The stakes are high. Interactive Television Services, the company behind Telemillion, anticipates a turnover of between pounds 40m and pounds 50m after its first year, despite the game having been branded 'an illegal lottery' by Marjorie Mowlam, Labour's heritage spokeswoman.

Ms Mowlam is calling for ITS to be prosecuted after legal advice that Telemillion contravenes the 1976 Lotteries and Amusements Act. She wrote to the Attorney General demanding that he halt the first jackpot draw, which went ahead on Tuesday.

The game uses a 24-hour 0891 premium rate telephone number, which connects callers to actors impersonating famous people, including Neil Kinnock, the Queen and Cilla Black.

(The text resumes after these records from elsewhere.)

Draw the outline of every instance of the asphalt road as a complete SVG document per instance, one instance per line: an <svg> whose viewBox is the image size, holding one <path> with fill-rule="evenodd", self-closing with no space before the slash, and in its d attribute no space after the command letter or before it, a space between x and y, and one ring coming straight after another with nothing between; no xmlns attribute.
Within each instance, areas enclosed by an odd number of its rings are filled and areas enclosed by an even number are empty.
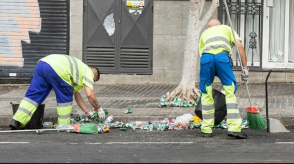
<svg viewBox="0 0 294 164"><path fill-rule="evenodd" d="M248 138L195 136L199 130L111 129L85 134L44 131L0 134L0 163L264 163L294 162L294 128L290 133L244 129ZM6 127L0 130L9 130Z"/></svg>

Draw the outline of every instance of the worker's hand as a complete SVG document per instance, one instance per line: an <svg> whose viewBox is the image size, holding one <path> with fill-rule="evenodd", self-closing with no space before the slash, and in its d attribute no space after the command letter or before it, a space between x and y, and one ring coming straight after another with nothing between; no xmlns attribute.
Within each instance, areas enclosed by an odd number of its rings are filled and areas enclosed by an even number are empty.
<svg viewBox="0 0 294 164"><path fill-rule="evenodd" d="M99 115L99 118L101 120L104 120L105 119L105 113L104 111L103 110L102 107L100 106L100 107L98 109L98 111L97 112L98 113Z"/></svg>
<svg viewBox="0 0 294 164"><path fill-rule="evenodd" d="M91 116L93 114L94 114L94 112L91 111L91 110L90 110L90 112L89 112L88 113L85 113L85 114L84 114L84 115L86 115L86 116L88 116L88 117Z"/></svg>
<svg viewBox="0 0 294 164"><path fill-rule="evenodd" d="M242 81L248 81L249 77L249 68L247 69L243 68L243 73L241 74L241 77Z"/></svg>

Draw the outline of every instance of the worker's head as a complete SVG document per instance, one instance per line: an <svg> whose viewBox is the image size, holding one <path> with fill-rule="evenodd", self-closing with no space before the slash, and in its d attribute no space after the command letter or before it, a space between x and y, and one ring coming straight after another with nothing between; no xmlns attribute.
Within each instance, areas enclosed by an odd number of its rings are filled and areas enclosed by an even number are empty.
<svg viewBox="0 0 294 164"><path fill-rule="evenodd" d="M99 69L95 67L90 67L93 73L94 74L94 82L98 81L100 79L100 72L99 72Z"/></svg>
<svg viewBox="0 0 294 164"><path fill-rule="evenodd" d="M221 22L219 20L214 19L210 21L210 22L208 23L208 27L211 28L211 27L219 25L221 25Z"/></svg>

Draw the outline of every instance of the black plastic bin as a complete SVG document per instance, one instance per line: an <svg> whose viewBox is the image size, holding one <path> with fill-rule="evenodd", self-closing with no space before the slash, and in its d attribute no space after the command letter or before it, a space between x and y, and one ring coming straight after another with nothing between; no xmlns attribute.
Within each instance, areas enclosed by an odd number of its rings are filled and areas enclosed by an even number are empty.
<svg viewBox="0 0 294 164"><path fill-rule="evenodd" d="M19 104L14 104L10 102L10 104L12 105L13 115L17 111ZM45 110L45 104L41 104L39 105L38 108L36 110L35 113L33 114L32 118L28 124L25 127L21 127L21 129L26 130L37 130L43 128L43 119L44 119L44 112Z"/></svg>

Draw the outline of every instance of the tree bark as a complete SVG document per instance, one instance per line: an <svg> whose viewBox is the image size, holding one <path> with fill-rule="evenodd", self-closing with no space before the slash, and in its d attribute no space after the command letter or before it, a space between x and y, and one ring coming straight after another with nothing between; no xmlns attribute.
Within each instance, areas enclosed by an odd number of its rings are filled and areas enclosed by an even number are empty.
<svg viewBox="0 0 294 164"><path fill-rule="evenodd" d="M208 11L201 20L205 0L190 0L191 8L189 12L189 19L187 29L187 37L185 45L183 63L182 79L178 85L169 95L166 95L165 101L170 102L176 96L183 101L195 103L199 90L196 88L196 68L198 64L199 42L201 32L208 23L212 13L219 6L219 0L213 0Z"/></svg>

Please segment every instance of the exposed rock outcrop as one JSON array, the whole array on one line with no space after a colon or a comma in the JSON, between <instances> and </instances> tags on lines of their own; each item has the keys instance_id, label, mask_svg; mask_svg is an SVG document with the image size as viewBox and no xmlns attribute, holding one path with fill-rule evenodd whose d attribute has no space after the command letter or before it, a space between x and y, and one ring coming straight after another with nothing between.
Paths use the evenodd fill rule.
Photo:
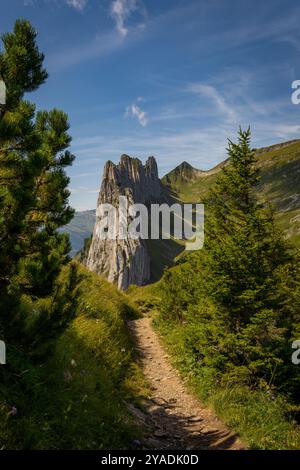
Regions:
<instances>
[{"instance_id":1,"label":"exposed rock outcrop","mask_svg":"<svg viewBox=\"0 0 300 470\"><path fill-rule=\"evenodd\" d=\"M137 158L122 155L120 163L108 161L104 167L97 207L109 203L119 207L119 197L127 196L128 204L149 205L162 200L163 188L158 177L154 157L146 164ZM142 285L150 279L150 257L147 246L141 238L115 240L101 239L98 236L101 215L97 211L93 238L87 258L87 267L104 275L117 284L119 289L127 289L130 284ZM117 227L120 223L117 216ZM118 232L118 230L117 230Z\"/></svg>"}]
</instances>

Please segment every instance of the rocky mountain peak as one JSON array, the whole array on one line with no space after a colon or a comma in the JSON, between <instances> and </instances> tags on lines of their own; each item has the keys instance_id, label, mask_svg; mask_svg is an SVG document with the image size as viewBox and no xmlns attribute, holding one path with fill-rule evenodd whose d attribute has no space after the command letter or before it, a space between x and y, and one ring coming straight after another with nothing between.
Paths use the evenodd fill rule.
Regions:
<instances>
[{"instance_id":1,"label":"rocky mountain peak","mask_svg":"<svg viewBox=\"0 0 300 470\"><path fill-rule=\"evenodd\" d=\"M125 154L118 164L111 161L105 164L98 205L110 203L118 208L119 197L124 195L128 197L129 204L151 204L162 200L163 188L153 156L147 159L145 165L138 158ZM101 240L98 237L100 223L101 217L96 215L87 266L116 283L120 289L149 281L150 257L145 241L123 240L118 236L115 240Z\"/></svg>"}]
</instances>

ITS has calculated that the first call costs entrants an average of pounds 1. They must listen to all the rules of the game, including a warning that they must be over 18 to enter. If callers wait long enough, they are given a number which puts them through to the quiz questions. Subsequent calls should cost an average of 70p.

Two-thirds of the charge for each call is passed on to ITS. The rest is divided between BT and the Inland Revenue. Callers answer a simple question from a category of their choice, and all those who answer correctly are entered for the computer draw. Each week, ITS will pay one pounds 10,000 prize and several smaller ones of between pounds 5 and pounds 100. At the end of each month, somebody will win pounds 250,000. Telemillion has been running since early January in Scotland, Northern Ireland and East Anglia.

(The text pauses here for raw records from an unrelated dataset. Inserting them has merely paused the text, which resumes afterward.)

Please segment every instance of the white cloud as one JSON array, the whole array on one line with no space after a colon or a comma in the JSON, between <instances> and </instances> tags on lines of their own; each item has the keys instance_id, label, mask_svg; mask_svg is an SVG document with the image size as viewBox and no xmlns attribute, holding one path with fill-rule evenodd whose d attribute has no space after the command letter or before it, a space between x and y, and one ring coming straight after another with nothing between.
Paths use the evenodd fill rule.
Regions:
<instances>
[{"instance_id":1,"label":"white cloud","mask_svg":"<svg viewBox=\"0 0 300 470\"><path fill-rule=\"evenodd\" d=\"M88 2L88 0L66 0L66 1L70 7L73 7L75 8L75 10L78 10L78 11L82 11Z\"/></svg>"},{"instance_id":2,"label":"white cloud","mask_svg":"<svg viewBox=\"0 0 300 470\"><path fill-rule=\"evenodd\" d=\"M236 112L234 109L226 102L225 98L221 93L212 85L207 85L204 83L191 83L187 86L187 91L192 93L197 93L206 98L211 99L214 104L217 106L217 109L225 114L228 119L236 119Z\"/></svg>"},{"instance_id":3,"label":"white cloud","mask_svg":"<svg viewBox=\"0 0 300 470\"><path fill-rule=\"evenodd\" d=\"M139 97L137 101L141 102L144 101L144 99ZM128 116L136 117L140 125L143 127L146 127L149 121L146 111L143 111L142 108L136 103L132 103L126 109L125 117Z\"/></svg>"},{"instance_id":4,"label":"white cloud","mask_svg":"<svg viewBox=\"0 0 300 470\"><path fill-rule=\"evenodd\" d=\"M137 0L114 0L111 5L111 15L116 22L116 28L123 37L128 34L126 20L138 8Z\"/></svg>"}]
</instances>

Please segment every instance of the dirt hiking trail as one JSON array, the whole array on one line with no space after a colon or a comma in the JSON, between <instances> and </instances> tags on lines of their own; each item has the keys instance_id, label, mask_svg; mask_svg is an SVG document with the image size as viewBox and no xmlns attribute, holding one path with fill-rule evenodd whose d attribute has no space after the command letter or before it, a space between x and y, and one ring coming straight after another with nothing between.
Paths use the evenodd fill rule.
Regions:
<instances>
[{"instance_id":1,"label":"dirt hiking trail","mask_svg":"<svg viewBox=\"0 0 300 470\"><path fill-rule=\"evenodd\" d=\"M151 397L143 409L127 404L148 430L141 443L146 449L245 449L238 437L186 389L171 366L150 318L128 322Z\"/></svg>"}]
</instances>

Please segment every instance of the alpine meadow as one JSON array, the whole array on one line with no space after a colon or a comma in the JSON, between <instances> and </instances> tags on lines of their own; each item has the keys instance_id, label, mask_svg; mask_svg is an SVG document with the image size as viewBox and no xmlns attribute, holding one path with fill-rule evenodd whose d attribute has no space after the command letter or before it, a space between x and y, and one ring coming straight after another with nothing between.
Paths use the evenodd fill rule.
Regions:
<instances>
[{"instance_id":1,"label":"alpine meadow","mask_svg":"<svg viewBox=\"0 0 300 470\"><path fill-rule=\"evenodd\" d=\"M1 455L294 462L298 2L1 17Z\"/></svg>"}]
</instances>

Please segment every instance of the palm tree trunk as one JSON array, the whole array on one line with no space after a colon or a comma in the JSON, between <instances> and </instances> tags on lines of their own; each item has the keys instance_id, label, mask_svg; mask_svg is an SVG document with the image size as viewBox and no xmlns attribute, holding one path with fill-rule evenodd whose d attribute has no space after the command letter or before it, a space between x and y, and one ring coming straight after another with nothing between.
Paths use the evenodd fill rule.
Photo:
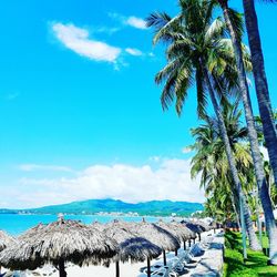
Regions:
<instances>
[{"instance_id":1,"label":"palm tree trunk","mask_svg":"<svg viewBox=\"0 0 277 277\"><path fill-rule=\"evenodd\" d=\"M115 261L115 277L120 277L120 261Z\"/></svg>"},{"instance_id":2,"label":"palm tree trunk","mask_svg":"<svg viewBox=\"0 0 277 277\"><path fill-rule=\"evenodd\" d=\"M59 260L59 271L60 271L60 277L66 277L66 271L64 267L64 259Z\"/></svg>"},{"instance_id":3,"label":"palm tree trunk","mask_svg":"<svg viewBox=\"0 0 277 277\"><path fill-rule=\"evenodd\" d=\"M263 131L265 135L266 147L268 150L269 162L274 172L275 184L277 185L277 132L274 123L273 107L265 72L258 19L254 0L244 0L243 2L246 29L252 52L253 73L258 99L259 114L263 123Z\"/></svg>"},{"instance_id":4,"label":"palm tree trunk","mask_svg":"<svg viewBox=\"0 0 277 277\"><path fill-rule=\"evenodd\" d=\"M233 206L234 213L236 215L237 225L238 225L238 228L240 229L242 225L240 225L240 219L239 219L238 199L235 201L235 196L234 195L230 196L230 199L232 199L232 206Z\"/></svg>"},{"instance_id":5,"label":"palm tree trunk","mask_svg":"<svg viewBox=\"0 0 277 277\"><path fill-rule=\"evenodd\" d=\"M268 237L269 237L269 259L271 264L277 265L277 244L276 244L277 226L276 226L275 218L274 218L273 205L270 202L268 186L267 186L267 182L265 178L263 158L260 155L257 132L256 132L255 123L254 123L253 110L252 110L252 104L250 104L250 99L249 99L249 90L248 90L248 84L246 80L244 62L243 62L240 40L237 37L233 28L232 20L229 18L227 0L219 0L219 3L222 6L224 18L225 18L227 28L229 30L233 47L235 50L235 57L236 57L236 63L237 63L237 70L238 70L239 89L240 89L240 93L243 96L245 117L246 117L246 123L247 123L247 129L248 129L248 137L249 137L250 148L252 148L252 156L253 156L255 174L256 174L256 179L257 179L257 185L258 185L258 191L259 191L259 197L260 197L261 206L264 209L265 222L266 222L266 227L267 227Z\"/></svg>"},{"instance_id":6,"label":"palm tree trunk","mask_svg":"<svg viewBox=\"0 0 277 277\"><path fill-rule=\"evenodd\" d=\"M151 277L151 261L150 261L150 257L147 257L147 277Z\"/></svg>"},{"instance_id":7,"label":"palm tree trunk","mask_svg":"<svg viewBox=\"0 0 277 277\"><path fill-rule=\"evenodd\" d=\"M219 122L219 129L220 129L220 135L222 135L222 140L224 142L225 145L225 151L226 151L226 155L227 155L227 160L228 160L228 164L229 164L229 170L230 170L230 174L232 174L232 178L233 182L235 184L235 192L234 194L238 196L239 199L242 199L242 204L243 204L243 211L244 211L244 218L245 218L245 225L246 225L246 230L248 234L248 238L249 238L249 247L253 250L260 250L261 246L258 243L257 236L255 234L254 227L253 227L253 223L252 223L252 218L250 218L250 209L249 206L246 203L246 198L245 195L243 193L242 189L242 184L238 177L238 172L236 168L236 163L235 163L235 158L230 148L230 143L229 143L229 137L226 131L226 126L225 126L225 122L223 119L223 114L220 111L220 107L218 106L216 96L215 96L215 92L208 75L208 72L206 70L205 66L203 66L203 71L204 71L204 78L205 78L205 82L208 86L208 92L211 95L211 100L217 116L217 120Z\"/></svg>"}]
</instances>

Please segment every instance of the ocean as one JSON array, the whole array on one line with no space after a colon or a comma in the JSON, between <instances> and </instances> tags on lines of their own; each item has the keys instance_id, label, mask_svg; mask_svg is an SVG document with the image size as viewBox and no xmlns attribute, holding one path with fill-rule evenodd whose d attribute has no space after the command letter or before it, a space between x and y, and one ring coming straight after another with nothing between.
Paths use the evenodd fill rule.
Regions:
<instances>
[{"instance_id":1,"label":"ocean","mask_svg":"<svg viewBox=\"0 0 277 277\"><path fill-rule=\"evenodd\" d=\"M18 214L1 214L0 229L6 230L10 235L18 236L27 229L34 227L39 223L51 223L57 220L57 215L18 215ZM100 216L100 215L65 215L65 219L81 220L84 224L91 224L95 220L107 223L113 219L122 219L126 222L141 222L142 216ZM155 223L160 217L146 216L145 219ZM168 218L167 218L168 219Z\"/></svg>"}]
</instances>

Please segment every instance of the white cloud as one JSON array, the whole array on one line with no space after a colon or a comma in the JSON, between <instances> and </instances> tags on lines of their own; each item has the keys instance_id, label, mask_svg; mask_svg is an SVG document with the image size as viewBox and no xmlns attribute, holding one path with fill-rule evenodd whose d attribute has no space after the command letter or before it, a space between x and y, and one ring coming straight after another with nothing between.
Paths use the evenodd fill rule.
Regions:
<instances>
[{"instance_id":1,"label":"white cloud","mask_svg":"<svg viewBox=\"0 0 277 277\"><path fill-rule=\"evenodd\" d=\"M126 48L125 51L131 55L143 55L142 51L135 48Z\"/></svg>"},{"instance_id":2,"label":"white cloud","mask_svg":"<svg viewBox=\"0 0 277 277\"><path fill-rule=\"evenodd\" d=\"M124 17L116 12L110 12L109 17L120 21L124 25L130 25L136 29L145 30L147 29L145 20L137 17Z\"/></svg>"},{"instance_id":3,"label":"white cloud","mask_svg":"<svg viewBox=\"0 0 277 277\"><path fill-rule=\"evenodd\" d=\"M52 30L64 47L94 61L115 62L122 52L120 48L90 39L86 29L78 28L72 23L53 23Z\"/></svg>"},{"instance_id":4,"label":"white cloud","mask_svg":"<svg viewBox=\"0 0 277 277\"><path fill-rule=\"evenodd\" d=\"M182 153L183 154L188 154L188 153L191 153L192 152L192 148L189 147L189 146L186 146L186 147L183 147L182 148Z\"/></svg>"},{"instance_id":5,"label":"white cloud","mask_svg":"<svg viewBox=\"0 0 277 277\"><path fill-rule=\"evenodd\" d=\"M268 151L267 151L267 148L264 147L264 146L260 146L260 147L259 147L259 151L261 152L261 154L263 154L263 156L264 156L264 160L268 162L268 161L269 161L269 156L268 156Z\"/></svg>"},{"instance_id":6,"label":"white cloud","mask_svg":"<svg viewBox=\"0 0 277 277\"><path fill-rule=\"evenodd\" d=\"M142 30L147 29L145 20L141 18L130 17L126 19L125 23L136 29L142 29Z\"/></svg>"},{"instance_id":7,"label":"white cloud","mask_svg":"<svg viewBox=\"0 0 277 277\"><path fill-rule=\"evenodd\" d=\"M72 172L68 166L59 165L41 165L41 164L21 164L19 170L23 172L33 172L33 171L54 171L54 172Z\"/></svg>"},{"instance_id":8,"label":"white cloud","mask_svg":"<svg viewBox=\"0 0 277 277\"><path fill-rule=\"evenodd\" d=\"M189 163L189 160L161 160L155 168L147 164L92 165L73 177L22 177L13 187L17 195L12 195L9 206L14 207L17 203L21 207L35 207L106 197L131 203L152 199L203 202L204 192L198 188L198 179L191 179Z\"/></svg>"}]
</instances>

Ms Mowlam has accused Mr Renton of using information gleaned when, as arts minister, he examined the potential for a national lottery. He became an adviser to ITS only a few months after leaving the Government, and later became its chairman. She believes the quiz game constitutes a lottery - in competition with the National Lottery - because the draw, once callers clear the initial hurdle of answering a question correctly, is random. Lotteries are allowed only if they offer free entry. Despite mention in advertisements of forms for free entry, most people will be encouraged to enter by the charged telephone number, Ms Mowlam argues.

'Tim Renton has said that he had no detailed knowledge of the Government's proposals concerning the National Lottery, yet Kenneth Baker, (then) Home Secretary, paid tribute to his help with the policy . . . It is possible that Kenneth Baker may have been mistaken, and that Tim Renton had no knowledge. But that begs the question of why ITS was willing to pay him pounds 50,000 a year plus bonus for his advice,' Ms Mowlam said yesterday.

Michael Biden, chief executive of ITS, said Telemillion was too small to be a serious competitor to the National Lottery. He was 'very relaxed' about the idea of an investigation by the police.

At yesterday's launch at the Ritz in Piccadilly, London, Mr Renton said he wanted Telemillion to have a 'charity element'. He hopes to raise pounds 1m by the end of the year, although Mr Biden later said this may be optimistic.